If the tumor grows enough to physically obstruct the urinary flow, it can cause urine to build up inside the ureter, called hydroureter. As the tumor invades the tissue and breaks through the basement membrane, clients can experience hematuria; while compression of nearby nerves can cause pain in the flank or near the hip bone. Finally, with paraneoplastic syndromes, clinical manifestations depend on the secreted hormone.
The diagnosis of renal cancer starts with the client's history and physical assessment. Additionally, laboratory studies include a complete blood count or CBC which may show anemia and increased erythrocyte sedimentation rate, or ESR. When the tumor secretes erythropoietin, clients can have an increased hematocrit and low ESR. If the tumor secretes PTHrP, calcium levels are also elevated. Kidney function tests can show elevated serum creatinine and blood urea nitrogen, or BUN for short. Urinalysis is typically also performed to look for red blood cells in the urine.

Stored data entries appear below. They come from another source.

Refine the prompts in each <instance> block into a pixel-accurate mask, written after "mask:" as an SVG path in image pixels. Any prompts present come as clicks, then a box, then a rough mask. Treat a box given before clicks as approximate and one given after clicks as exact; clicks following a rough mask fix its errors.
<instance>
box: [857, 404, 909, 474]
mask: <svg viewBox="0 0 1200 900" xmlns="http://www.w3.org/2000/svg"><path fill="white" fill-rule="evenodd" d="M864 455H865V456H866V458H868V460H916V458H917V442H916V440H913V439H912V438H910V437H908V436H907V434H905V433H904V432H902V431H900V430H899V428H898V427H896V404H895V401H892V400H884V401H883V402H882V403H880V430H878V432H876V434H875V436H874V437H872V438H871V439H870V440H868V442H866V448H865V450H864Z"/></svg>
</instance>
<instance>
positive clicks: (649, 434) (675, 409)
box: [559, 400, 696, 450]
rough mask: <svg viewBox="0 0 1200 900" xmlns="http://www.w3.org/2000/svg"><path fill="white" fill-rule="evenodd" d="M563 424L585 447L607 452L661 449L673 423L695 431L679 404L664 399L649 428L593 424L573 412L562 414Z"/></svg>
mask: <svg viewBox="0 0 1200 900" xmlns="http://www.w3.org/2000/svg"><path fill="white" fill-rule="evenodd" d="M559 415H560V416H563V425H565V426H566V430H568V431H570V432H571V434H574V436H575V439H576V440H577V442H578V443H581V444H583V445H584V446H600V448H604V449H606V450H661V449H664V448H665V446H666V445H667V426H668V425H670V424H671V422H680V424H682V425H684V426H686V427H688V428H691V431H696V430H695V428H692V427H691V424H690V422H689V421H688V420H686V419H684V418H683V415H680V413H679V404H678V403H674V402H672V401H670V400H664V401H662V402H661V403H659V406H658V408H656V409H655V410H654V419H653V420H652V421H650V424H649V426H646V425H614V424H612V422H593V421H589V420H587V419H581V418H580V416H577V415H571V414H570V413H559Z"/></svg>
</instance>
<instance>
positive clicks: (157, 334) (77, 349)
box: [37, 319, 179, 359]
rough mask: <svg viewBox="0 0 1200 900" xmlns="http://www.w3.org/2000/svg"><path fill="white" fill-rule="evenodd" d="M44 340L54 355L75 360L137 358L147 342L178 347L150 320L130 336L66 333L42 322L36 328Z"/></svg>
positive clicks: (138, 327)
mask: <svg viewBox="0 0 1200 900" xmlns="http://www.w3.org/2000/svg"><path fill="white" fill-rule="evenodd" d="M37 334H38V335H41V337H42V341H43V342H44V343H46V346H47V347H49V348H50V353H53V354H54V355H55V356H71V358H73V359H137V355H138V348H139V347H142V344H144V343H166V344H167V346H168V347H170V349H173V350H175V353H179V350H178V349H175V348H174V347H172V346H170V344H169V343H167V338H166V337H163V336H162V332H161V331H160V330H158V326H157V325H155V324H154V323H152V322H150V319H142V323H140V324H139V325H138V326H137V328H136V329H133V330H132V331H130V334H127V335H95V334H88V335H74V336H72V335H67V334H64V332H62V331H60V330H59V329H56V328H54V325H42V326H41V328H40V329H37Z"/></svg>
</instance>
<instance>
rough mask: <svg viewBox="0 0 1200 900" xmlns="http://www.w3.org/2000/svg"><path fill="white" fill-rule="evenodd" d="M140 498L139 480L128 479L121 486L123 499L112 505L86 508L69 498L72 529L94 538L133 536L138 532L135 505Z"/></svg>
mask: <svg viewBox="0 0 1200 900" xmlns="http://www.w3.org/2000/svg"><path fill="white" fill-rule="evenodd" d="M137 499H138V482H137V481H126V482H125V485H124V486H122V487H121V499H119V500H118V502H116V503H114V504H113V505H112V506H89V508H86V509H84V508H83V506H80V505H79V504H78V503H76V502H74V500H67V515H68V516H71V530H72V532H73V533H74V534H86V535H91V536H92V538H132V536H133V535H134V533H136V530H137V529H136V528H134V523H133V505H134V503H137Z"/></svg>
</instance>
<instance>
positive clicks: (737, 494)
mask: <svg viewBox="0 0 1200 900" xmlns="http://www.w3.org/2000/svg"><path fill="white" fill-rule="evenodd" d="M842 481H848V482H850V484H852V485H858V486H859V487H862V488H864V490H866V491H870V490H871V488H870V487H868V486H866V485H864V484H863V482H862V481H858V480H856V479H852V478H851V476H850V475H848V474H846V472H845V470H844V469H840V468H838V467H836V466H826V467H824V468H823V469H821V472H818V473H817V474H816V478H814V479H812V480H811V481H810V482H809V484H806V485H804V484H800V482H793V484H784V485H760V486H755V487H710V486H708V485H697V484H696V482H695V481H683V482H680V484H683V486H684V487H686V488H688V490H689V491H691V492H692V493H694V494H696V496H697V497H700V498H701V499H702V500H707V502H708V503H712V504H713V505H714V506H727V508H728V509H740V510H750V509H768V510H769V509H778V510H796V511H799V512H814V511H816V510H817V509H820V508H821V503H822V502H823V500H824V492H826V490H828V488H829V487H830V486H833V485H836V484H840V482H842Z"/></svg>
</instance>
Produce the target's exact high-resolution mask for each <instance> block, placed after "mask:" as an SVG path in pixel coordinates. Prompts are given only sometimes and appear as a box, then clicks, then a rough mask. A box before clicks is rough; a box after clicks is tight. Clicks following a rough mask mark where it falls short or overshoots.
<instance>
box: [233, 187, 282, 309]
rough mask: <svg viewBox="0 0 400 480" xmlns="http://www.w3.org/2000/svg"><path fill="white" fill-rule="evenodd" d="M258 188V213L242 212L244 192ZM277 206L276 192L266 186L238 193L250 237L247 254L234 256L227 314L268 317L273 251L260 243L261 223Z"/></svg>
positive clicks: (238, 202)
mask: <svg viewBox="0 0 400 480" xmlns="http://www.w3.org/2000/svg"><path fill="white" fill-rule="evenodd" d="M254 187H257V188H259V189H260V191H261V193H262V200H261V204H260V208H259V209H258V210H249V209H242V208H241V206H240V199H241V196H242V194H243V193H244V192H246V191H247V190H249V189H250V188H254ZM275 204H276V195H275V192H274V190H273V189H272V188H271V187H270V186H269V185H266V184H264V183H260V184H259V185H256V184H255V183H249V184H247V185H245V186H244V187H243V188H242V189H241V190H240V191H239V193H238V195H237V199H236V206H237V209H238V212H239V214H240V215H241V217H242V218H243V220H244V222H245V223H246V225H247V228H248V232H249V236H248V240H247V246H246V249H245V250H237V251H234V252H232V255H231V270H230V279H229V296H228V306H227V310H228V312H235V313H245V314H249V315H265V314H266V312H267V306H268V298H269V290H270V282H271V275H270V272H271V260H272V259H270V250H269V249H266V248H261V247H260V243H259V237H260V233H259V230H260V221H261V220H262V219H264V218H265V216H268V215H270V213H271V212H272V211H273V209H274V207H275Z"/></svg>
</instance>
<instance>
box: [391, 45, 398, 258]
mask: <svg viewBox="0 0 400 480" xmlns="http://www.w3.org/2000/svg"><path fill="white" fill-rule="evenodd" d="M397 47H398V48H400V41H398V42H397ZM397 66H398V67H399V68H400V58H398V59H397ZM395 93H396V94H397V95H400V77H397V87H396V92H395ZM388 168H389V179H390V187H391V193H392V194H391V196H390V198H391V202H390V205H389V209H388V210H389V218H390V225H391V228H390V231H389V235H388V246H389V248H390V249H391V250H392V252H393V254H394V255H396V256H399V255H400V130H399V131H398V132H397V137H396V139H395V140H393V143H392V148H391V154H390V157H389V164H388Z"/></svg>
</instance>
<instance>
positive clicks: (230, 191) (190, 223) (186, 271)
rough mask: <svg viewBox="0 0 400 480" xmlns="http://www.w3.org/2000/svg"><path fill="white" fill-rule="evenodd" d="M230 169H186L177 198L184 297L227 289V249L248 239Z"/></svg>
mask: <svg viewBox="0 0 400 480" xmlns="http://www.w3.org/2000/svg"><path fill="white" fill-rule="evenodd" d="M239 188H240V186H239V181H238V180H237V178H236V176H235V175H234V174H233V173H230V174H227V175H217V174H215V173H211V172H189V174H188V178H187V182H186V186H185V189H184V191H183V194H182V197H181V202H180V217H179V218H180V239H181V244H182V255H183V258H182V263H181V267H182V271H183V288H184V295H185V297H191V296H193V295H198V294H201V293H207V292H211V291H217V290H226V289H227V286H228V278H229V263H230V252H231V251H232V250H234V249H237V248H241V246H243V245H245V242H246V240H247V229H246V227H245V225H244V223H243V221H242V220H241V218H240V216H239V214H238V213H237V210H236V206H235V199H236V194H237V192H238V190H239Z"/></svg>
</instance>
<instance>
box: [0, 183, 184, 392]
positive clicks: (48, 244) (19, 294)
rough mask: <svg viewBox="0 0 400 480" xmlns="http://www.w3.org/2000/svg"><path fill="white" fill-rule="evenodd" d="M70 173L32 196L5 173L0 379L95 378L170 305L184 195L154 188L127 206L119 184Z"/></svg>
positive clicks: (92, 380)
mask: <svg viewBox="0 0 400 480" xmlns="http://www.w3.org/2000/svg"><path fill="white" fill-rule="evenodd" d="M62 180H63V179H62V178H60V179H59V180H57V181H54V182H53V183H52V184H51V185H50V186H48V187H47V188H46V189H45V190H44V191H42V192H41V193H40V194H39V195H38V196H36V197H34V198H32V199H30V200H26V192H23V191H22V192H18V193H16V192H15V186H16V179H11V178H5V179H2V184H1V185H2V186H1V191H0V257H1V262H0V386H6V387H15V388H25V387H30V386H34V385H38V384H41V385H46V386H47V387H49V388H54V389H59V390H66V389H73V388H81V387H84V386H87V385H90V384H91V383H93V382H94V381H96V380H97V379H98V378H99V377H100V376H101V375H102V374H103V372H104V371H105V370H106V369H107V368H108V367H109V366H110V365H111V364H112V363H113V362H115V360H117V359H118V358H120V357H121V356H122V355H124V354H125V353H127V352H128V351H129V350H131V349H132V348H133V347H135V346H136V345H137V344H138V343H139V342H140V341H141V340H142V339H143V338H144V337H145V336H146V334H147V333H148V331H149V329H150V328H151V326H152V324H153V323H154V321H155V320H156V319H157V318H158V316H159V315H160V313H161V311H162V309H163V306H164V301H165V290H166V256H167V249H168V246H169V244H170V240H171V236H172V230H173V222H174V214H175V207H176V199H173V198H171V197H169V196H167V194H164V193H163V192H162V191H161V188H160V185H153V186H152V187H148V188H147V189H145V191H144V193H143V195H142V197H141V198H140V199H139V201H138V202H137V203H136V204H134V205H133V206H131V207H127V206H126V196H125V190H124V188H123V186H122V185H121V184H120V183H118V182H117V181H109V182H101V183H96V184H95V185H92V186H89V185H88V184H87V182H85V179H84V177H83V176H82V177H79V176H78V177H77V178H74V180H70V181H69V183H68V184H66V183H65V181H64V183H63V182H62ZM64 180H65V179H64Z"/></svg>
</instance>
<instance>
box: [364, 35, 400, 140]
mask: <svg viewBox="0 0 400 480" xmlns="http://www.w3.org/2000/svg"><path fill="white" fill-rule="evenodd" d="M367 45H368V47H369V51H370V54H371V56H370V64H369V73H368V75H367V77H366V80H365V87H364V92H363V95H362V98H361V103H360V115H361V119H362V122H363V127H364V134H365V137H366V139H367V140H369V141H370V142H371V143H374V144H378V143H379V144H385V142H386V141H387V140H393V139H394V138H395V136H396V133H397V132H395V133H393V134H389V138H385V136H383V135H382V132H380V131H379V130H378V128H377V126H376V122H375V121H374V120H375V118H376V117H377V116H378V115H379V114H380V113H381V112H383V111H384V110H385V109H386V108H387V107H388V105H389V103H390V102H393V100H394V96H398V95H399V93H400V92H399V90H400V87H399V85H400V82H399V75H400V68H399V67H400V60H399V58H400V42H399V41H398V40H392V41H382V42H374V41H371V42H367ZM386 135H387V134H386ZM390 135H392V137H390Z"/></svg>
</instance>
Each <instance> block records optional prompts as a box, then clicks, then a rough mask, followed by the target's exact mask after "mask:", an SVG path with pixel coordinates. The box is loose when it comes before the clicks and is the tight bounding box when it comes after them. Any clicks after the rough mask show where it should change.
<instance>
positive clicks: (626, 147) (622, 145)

Imaging tests like a pelvic or abdominal CT scan can be used to stage the tumor using the TNM classification, by defining the location and looking for lymph node involvement or metastasis. Additional imaging tests include renal ultrasound, and a kidney, ureter, and bladder X-ray, or KUB. Once a suspicious lesion is found on imaging, a renal biopsy is performed, where multiple core specimens are obtained to confirm the diagnosis.
Treatment for renal cancer depends on its aggressiveness and extension. Small, localized tumors can be treated with partial nephrectomy, which is when the affected part of the kidney is surgically removed. On the other hand, for clients with larger tumors, the treatment of choice is radical nephrectomy, or removal of the entire kidney, along with the surrounding fat, the ipsilateral adrenal gland, and nearby lymph nodes. This surgical procedure is sometimes followed by chemotherapy and radiation therapy to kill the remaining cancer cells.
Now, for clients with unresectable metastatic tumors, as well as those who can’t have surgery, treatment can involve microwave ablation, or MWA, and cryoablation, which can slow tumor growth. Biologic response modifiers, or BRMs, including interleukin 2, interferon, and tumor necrosis factor, or TNF, have also been shown to increase survival time. Finally, targeted therapy or medications that target specific molecules involved in the growth of cancer cells has recently also been used to treat renal cancer.